アイデアを素早く出したいなら、品質に対するわずかなペナルティがあるかもしれませんが、高速モードを使えばいいでしょう。Firefly Image 3の最新バージョンの高速モードは、以前の4倍速くなっています。
通常モードも用意していますが、これはモデルをどう蒸留したか、ということに基づく別のモードです。
高速モードでは、ユーザーが結果をより速く取得すること、生成を最小限に抑えてクラウドでGPUを浪費しないことで、アドビがコストを制御できます。
Koch氏は今後の流れをさらに詳細に説明してくれた。
Koch:ますます高品質の画像、ますますフォトリアリスティックな画像を求めてられていて、そのためにはますます多くのコストがかかります。
ただ、我々としても費用を単純にあげたいとは考えていないのです。私たちが狙うのは、ユーザーにとってより質の高い結果を提供したい、ということです。
ただ、推論コストは作成にかかる時間に比例します。
同時に、(絵を出力している)デザイナーも焦っています。
したがって、アイデアをすばやく探求したい場合は、実際には、まったく同じ品質ではなく、より出力が高速なプレビューモードがあるわけです。実際、一度高速なモードを使ってしまうと、遅いものには戻れません。
多くの会社は「高速モード」のために特別なモデルを用意しますが、Fireflyは違います。

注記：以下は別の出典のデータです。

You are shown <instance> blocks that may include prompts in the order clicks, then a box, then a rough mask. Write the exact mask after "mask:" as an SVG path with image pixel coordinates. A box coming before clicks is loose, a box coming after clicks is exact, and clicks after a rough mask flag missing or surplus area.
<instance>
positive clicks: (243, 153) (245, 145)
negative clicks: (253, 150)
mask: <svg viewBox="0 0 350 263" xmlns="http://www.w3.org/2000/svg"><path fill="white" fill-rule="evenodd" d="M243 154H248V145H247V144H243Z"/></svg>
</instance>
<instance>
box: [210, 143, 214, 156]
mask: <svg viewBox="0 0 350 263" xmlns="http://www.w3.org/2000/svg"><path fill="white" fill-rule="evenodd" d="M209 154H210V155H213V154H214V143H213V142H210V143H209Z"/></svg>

少ないピクセルかつ、より少ない推論ステップを使用して画像をより迅速に生成しています。
「高速モード」はWebから利用できて、Photoshopから利用する場合には現状、Web版ほど速くはありません。企業がAPIから使う場合にはさらに柔軟性があります。Web版では最高品質と最速の2パターンを提供しており、Photoshopでは、真ん中のものともっとも高画質なものを使用しています。
私たちがまだリリースしていない「Image 4 Model」では、(推論を)4ステップまたは20ステップから選べるように模索しています。最初の数ステップでは品質が大きく変わるのですが、推論を積み重ねても成果があまり変わらないところに到達します。我々の検討の中では、画像については20ステップを大幅に超える必然性はないのでは……と、現状では考えているところです。
作業のためには素早い反応が重要だ。Web版のFireflyに搭載された「高速モード」は、確かに試行錯誤にはプラスだと感じる。それが生成クレジットの節約とバックエンドの推論演算コスト節約につながっている、という事情も面白い。
以下の画像で示すように、小さな解像度で試行錯誤したあと、採用候補だけ解像度をアップする、という使い方は確かに実情に合っている。今後のイメージモデルでは推論段のステップを増やしていき、そのステップ数でコントロールする、という方向性であるようだ。
どちらにしろ、推論と学習には大量の演算資源が必要だ。Costin氏のいうとおり、アドビはAmazonをはじめとした複数のクラウドプロバイダーと協業しており、複数のインフラに分割して処理を行なっているという。
そこでは多数のGPUが必要になる。しかし、大手IT企業の間ではGPUの取り合いが起きている。アドビは十分なGPUを確保できているのだろうか?
Koch氏は笑いながらこう答えた。
Koch:複数の企業と協力して対応していますが……正直なところ、「自分たちが十分だと思えるだけのGPUをすでに持っている」と思ったことはないですし、そう思っている人はどこにもいないんじゃないでしょうか。
GPUが余っている、十分だという人がお知り合いにいるようなら、ぜひ教えてください(笑)。